アレは結局訃報の前には吹き飛んじまったが、本当だったのか!
娘が嫁に行くような気分だ、居ないけど。
「店主」
「うおっ!?なんだ」
「・・・これを」
ひっそりと近付いていた護衛隊のひとりが一枚の紙を差し出して来た、そこにはこう書かれていた。
MMM通信 特別号
1、神子マリア死亡につき、神子は空位となる
2、現マリア・ラフィスタ辺境伯令嬢は神子ではない
3、神子マリアにとても似ているが他人の空似である
etc.
「こ、これは!」
「・・・」コクリ
内容としては神子そっくりのマリア嬢が居るが気にするな神子じゃない。
今後一切マリア・ラフィスタを神子として呼称する事を禁じる
「これを周知すれば良いので?」
「・・・」コクリ
因みにMMM通信とは「MMM」の略称で、ラフィスタ家公認のマリアファンクラブである。

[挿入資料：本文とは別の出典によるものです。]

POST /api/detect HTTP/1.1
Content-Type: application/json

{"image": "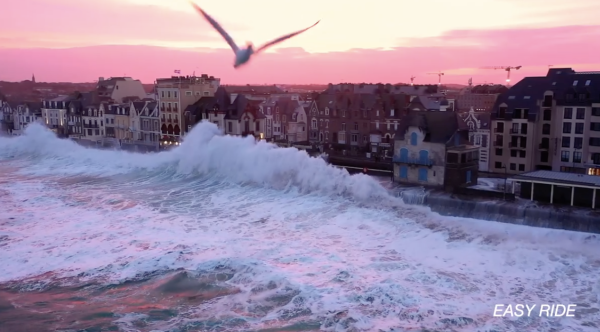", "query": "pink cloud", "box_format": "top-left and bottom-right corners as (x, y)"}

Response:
top-left (0, 0), bottom-right (244, 47)
top-left (0, 26), bottom-right (600, 84)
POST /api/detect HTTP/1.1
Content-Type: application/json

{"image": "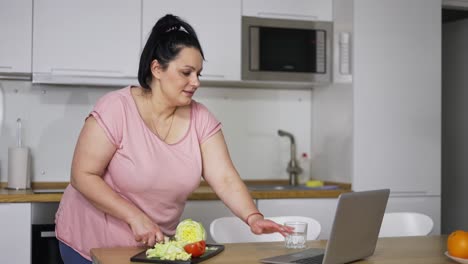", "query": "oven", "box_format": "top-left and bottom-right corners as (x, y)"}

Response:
top-left (31, 202), bottom-right (63, 264)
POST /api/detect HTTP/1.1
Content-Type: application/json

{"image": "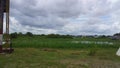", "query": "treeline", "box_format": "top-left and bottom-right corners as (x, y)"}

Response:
top-left (10, 32), bottom-right (73, 38)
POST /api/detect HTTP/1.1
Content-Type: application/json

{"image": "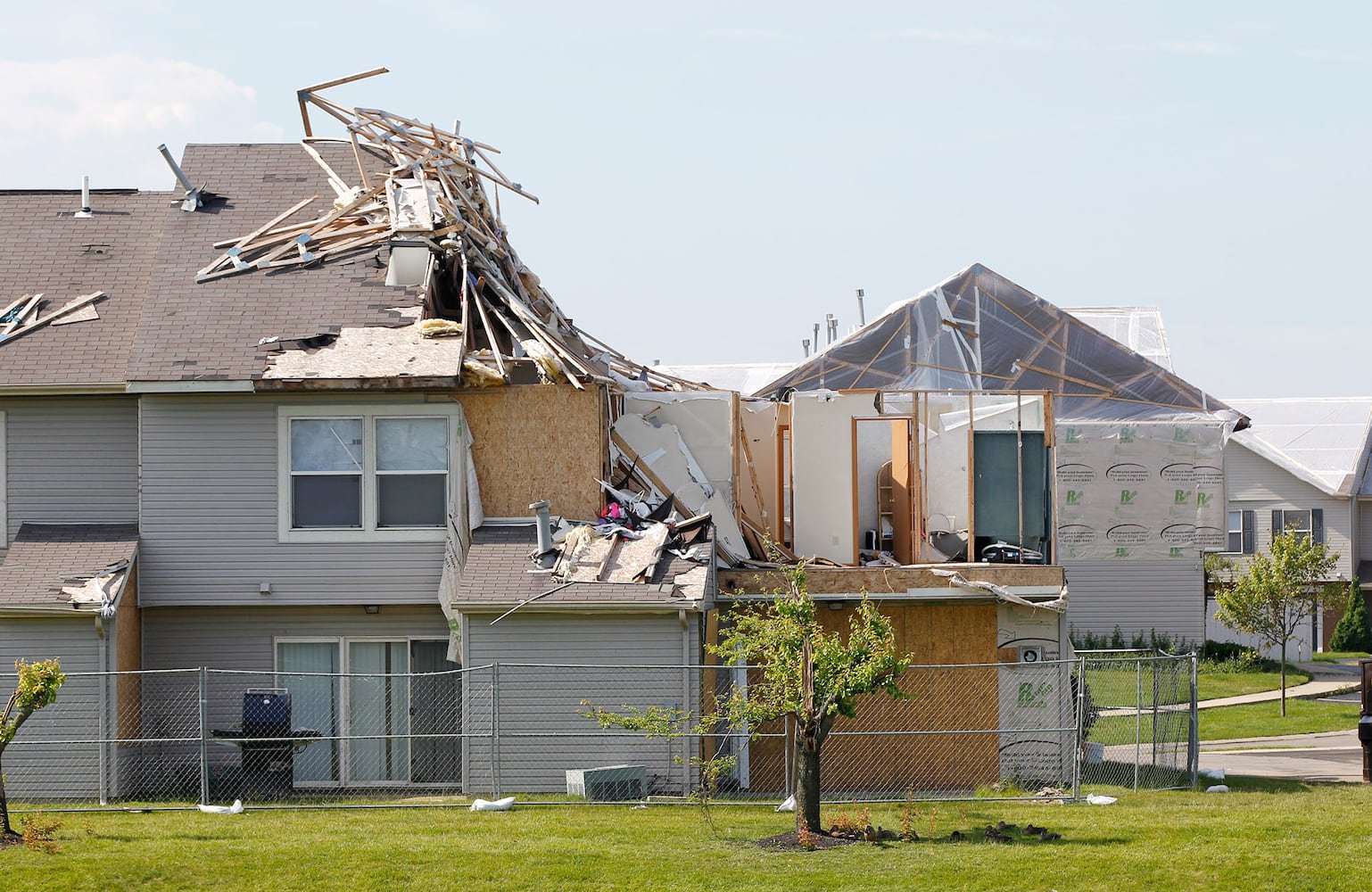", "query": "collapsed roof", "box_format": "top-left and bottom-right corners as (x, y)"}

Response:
top-left (757, 263), bottom-right (1243, 426)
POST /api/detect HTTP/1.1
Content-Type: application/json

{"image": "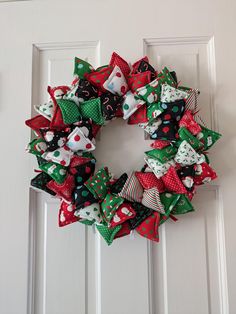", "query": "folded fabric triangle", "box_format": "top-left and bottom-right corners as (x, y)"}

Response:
top-left (145, 145), bottom-right (177, 164)
top-left (162, 166), bottom-right (187, 194)
top-left (85, 167), bottom-right (111, 200)
top-left (96, 225), bottom-right (121, 245)
top-left (109, 52), bottom-right (130, 77)
top-left (128, 71), bottom-right (151, 93)
top-left (75, 203), bottom-right (102, 223)
top-left (74, 57), bottom-right (94, 79)
top-left (144, 157), bottom-right (175, 179)
top-left (178, 127), bottom-right (203, 150)
top-left (122, 91), bottom-right (144, 120)
top-left (47, 174), bottom-right (75, 202)
top-left (58, 201), bottom-right (79, 227)
top-left (39, 162), bottom-right (67, 183)
top-left (193, 162), bottom-right (217, 185)
top-left (197, 125), bottom-right (221, 150)
top-left (42, 145), bottom-right (73, 167)
top-left (101, 193), bottom-right (124, 223)
top-left (66, 127), bottom-right (95, 152)
top-left (118, 172), bottom-right (143, 202)
top-left (179, 110), bottom-right (202, 135)
top-left (161, 84), bottom-right (189, 103)
top-left (142, 187), bottom-right (165, 214)
top-left (103, 65), bottom-right (129, 96)
top-left (135, 212), bottom-right (160, 242)
top-left (174, 140), bottom-right (201, 166)
top-left (135, 171), bottom-right (165, 193)
top-left (80, 98), bottom-right (104, 125)
top-left (110, 202), bottom-right (136, 228)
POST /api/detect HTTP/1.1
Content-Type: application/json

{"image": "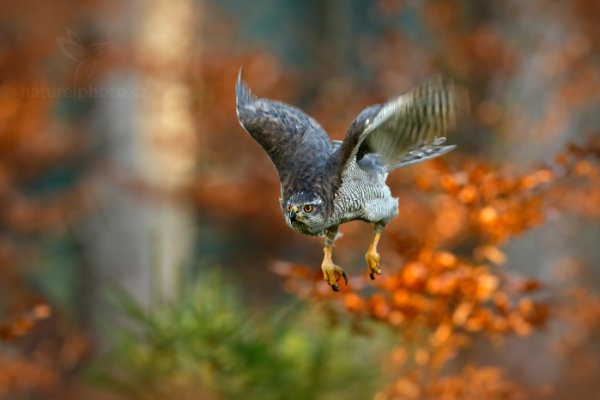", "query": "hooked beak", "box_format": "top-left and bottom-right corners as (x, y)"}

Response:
top-left (290, 206), bottom-right (298, 222)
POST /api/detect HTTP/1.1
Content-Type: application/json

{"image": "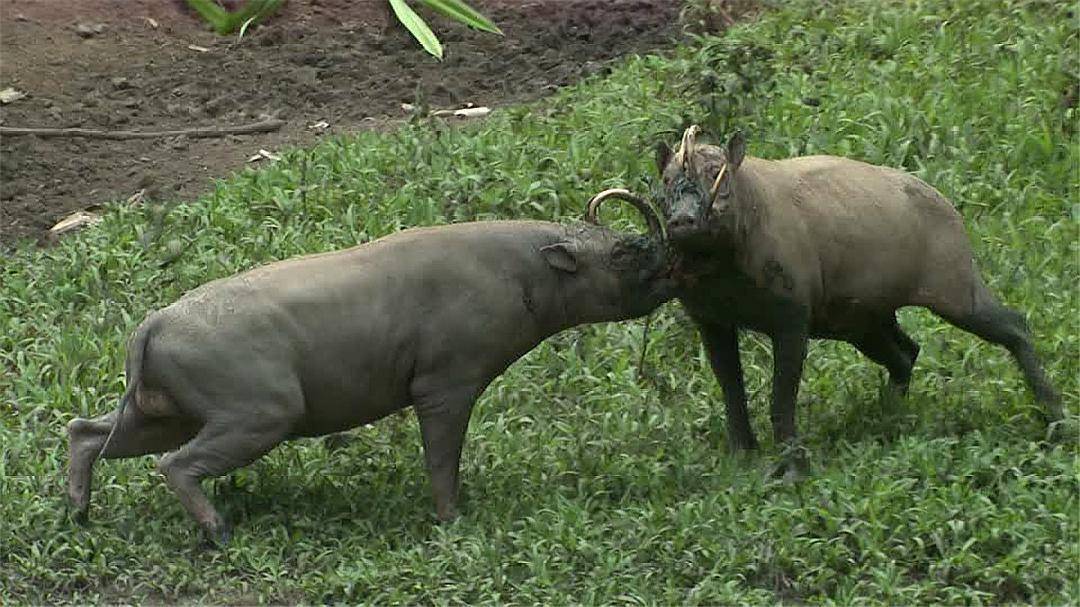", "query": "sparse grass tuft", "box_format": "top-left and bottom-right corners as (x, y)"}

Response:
top-left (0, 0), bottom-right (1080, 605)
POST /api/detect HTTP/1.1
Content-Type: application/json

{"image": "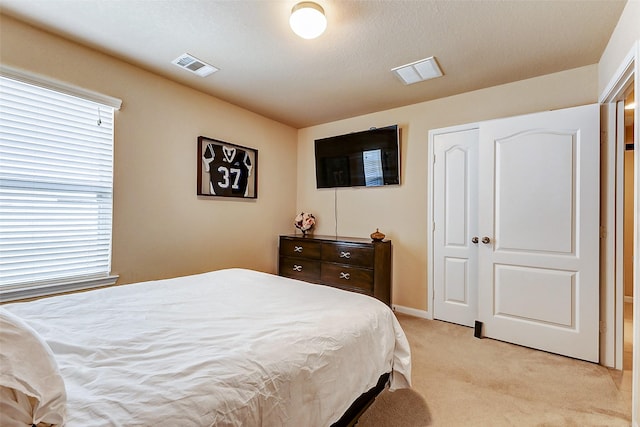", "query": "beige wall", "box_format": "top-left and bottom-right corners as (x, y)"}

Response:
top-left (297, 65), bottom-right (598, 310)
top-left (598, 0), bottom-right (640, 94)
top-left (0, 15), bottom-right (296, 283)
top-left (623, 149), bottom-right (634, 297)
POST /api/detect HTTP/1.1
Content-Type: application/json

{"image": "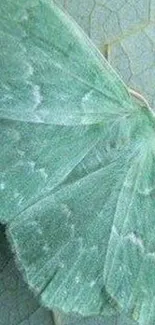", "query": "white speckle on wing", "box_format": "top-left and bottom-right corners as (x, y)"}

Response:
top-left (14, 191), bottom-right (20, 199)
top-left (147, 252), bottom-right (155, 260)
top-left (71, 224), bottom-right (75, 237)
top-left (17, 150), bottom-right (25, 157)
top-left (18, 197), bottom-right (24, 206)
top-left (139, 187), bottom-right (155, 196)
top-left (43, 244), bottom-right (49, 253)
top-left (75, 276), bottom-right (80, 283)
top-left (37, 227), bottom-right (43, 235)
top-left (0, 182), bottom-right (5, 191)
top-left (28, 161), bottom-right (36, 172)
top-left (27, 63), bottom-right (34, 77)
top-left (89, 280), bottom-right (96, 288)
top-left (33, 85), bottom-right (43, 109)
top-left (124, 232), bottom-right (144, 251)
top-left (82, 90), bottom-right (93, 104)
top-left (59, 262), bottom-right (65, 269)
top-left (39, 168), bottom-right (48, 180)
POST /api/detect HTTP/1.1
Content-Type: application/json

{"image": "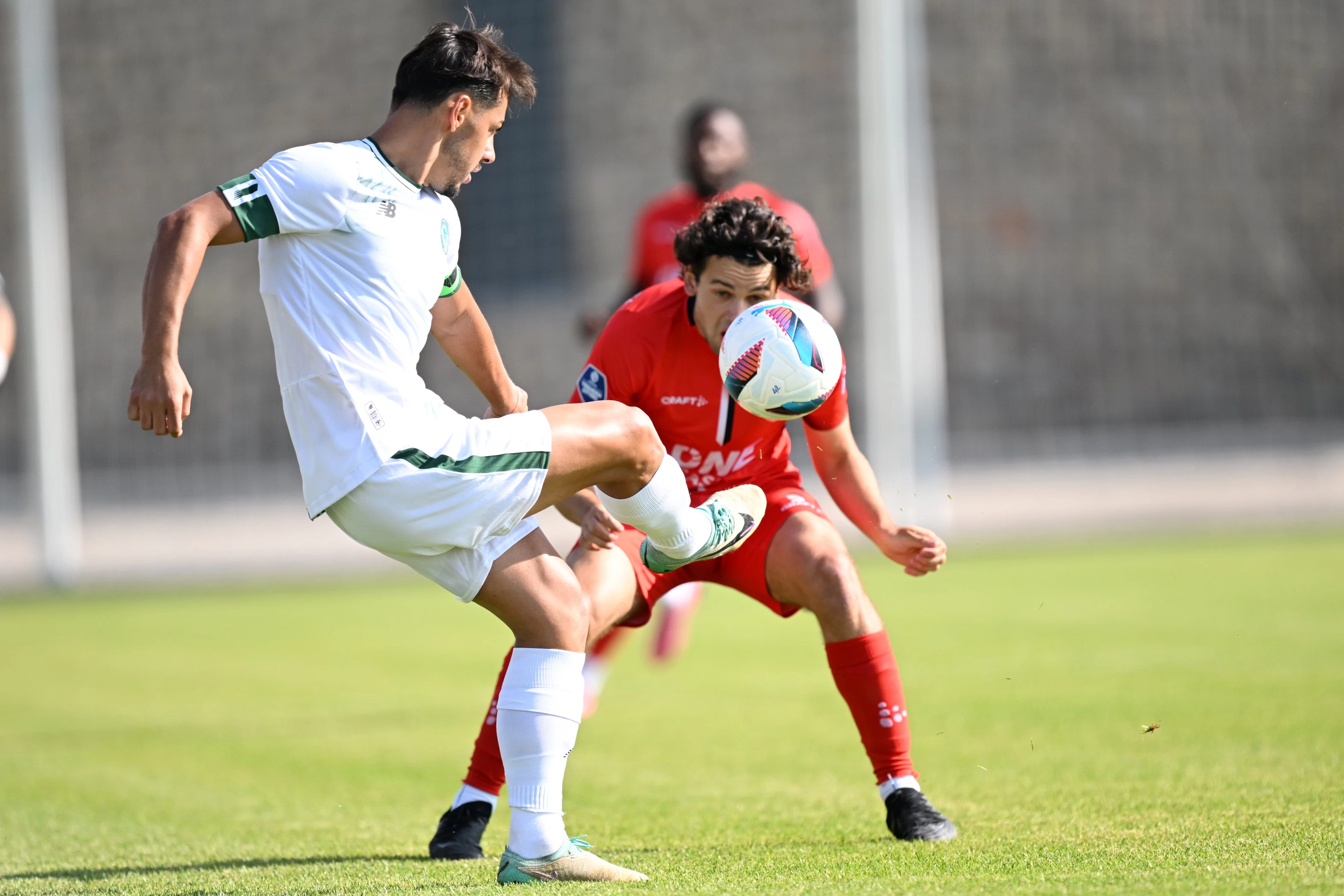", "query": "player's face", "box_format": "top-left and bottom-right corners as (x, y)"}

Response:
top-left (685, 109), bottom-right (749, 189)
top-left (429, 94), bottom-right (508, 197)
top-left (681, 255), bottom-right (778, 352)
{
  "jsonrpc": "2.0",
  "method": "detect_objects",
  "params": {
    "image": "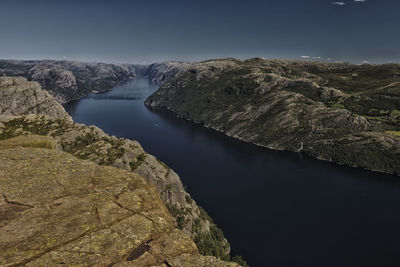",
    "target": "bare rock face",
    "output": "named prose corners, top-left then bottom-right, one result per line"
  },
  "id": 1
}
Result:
top-left (0, 137), bottom-right (238, 266)
top-left (0, 77), bottom-right (234, 264)
top-left (145, 58), bottom-right (400, 177)
top-left (0, 115), bottom-right (234, 264)
top-left (0, 77), bottom-right (69, 118)
top-left (0, 60), bottom-right (136, 103)
top-left (143, 61), bottom-right (191, 84)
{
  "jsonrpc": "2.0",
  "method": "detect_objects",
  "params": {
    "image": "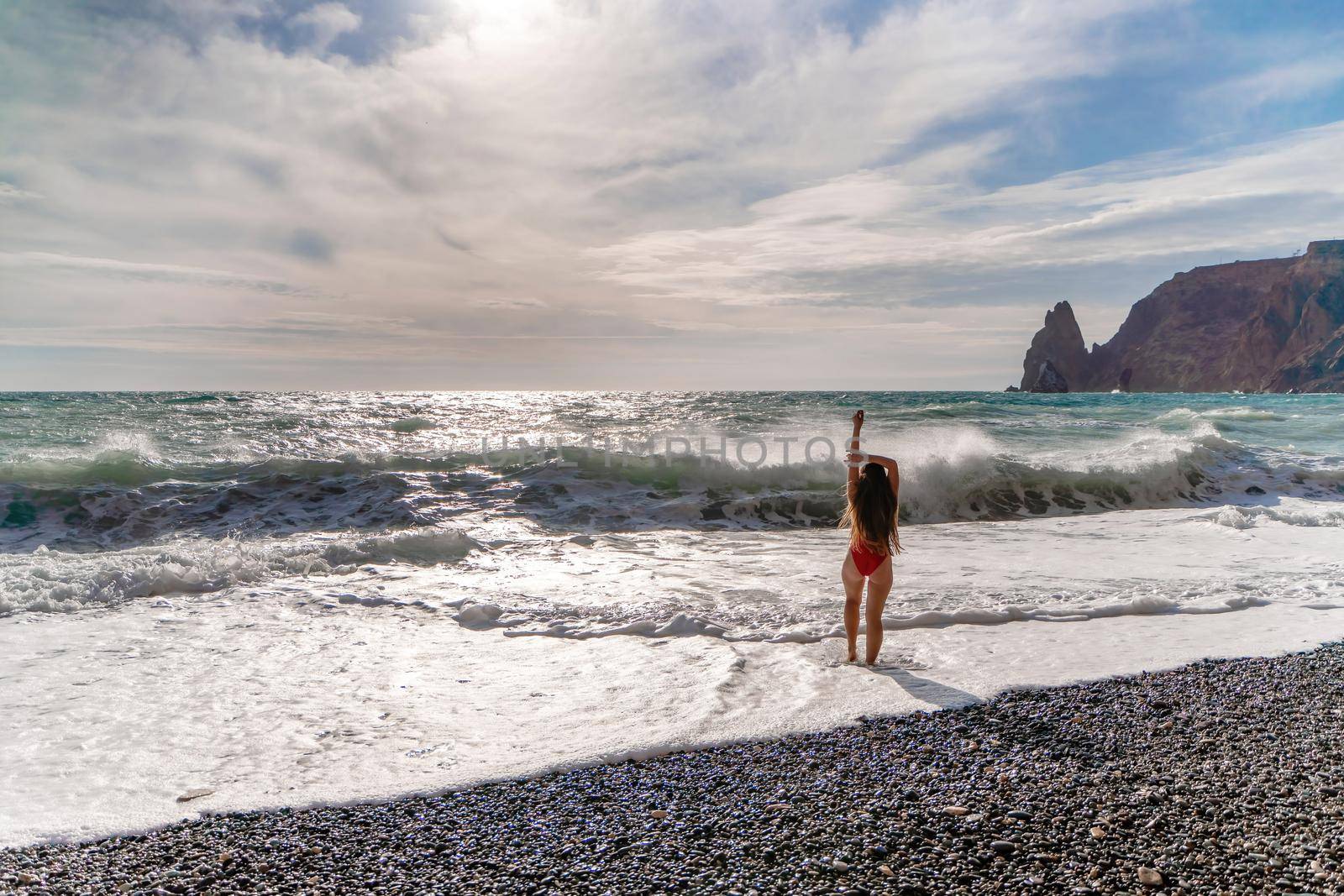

月いちで刊行されるMMM通信はラフィスタ辺境領地の大人気娯楽のひとつに数えられていた。
監修 ソフィア・ラフィスタ辺境伯夫人
情報 レイン
内容はプライベートは完全に除外され
ラフィスタ家についてまとめられた新聞のようなものである。
特に人気なのはマリア特集で
外出時等の周囲が知り得る情報をまとめたコーナーが1面。
「今月のマリア」というコーナーで、場面を切り取った姿絵で1面。
マリアがシルヴィーとじゃれ合って笑う場面
家族団欒でお茶をする場面
森の中を凛々しく歩く場面など
偶像新聞の役割を果たしている
MMM通信は二つ折りの全4面構成中、半分がマリア特集なのだった。
勿論半分は真面目な内容だ、辺境伯の統治の詳細や治療院に関わる新薬などの情報、辺境の動静などなど。
貴重な情報源として活躍している。
辺境にマリアが生きて居るとなれば大騒動になりかねないが
王都で葬儀は既に終わり、こっちのマリアは神子では無く
本来なら保護するべき立場の王家は何も言わない
となれば、こっちのマリアはそういう事であると根回しは済ませてあるから問題は無い。
教会でその事を察知しても、神子死亡の失態は軽くなく
口を挟む可能性のある一派の首はすげ替えられた為にそこも問題は無い。
そうしてマリアは平穏を手に入れた。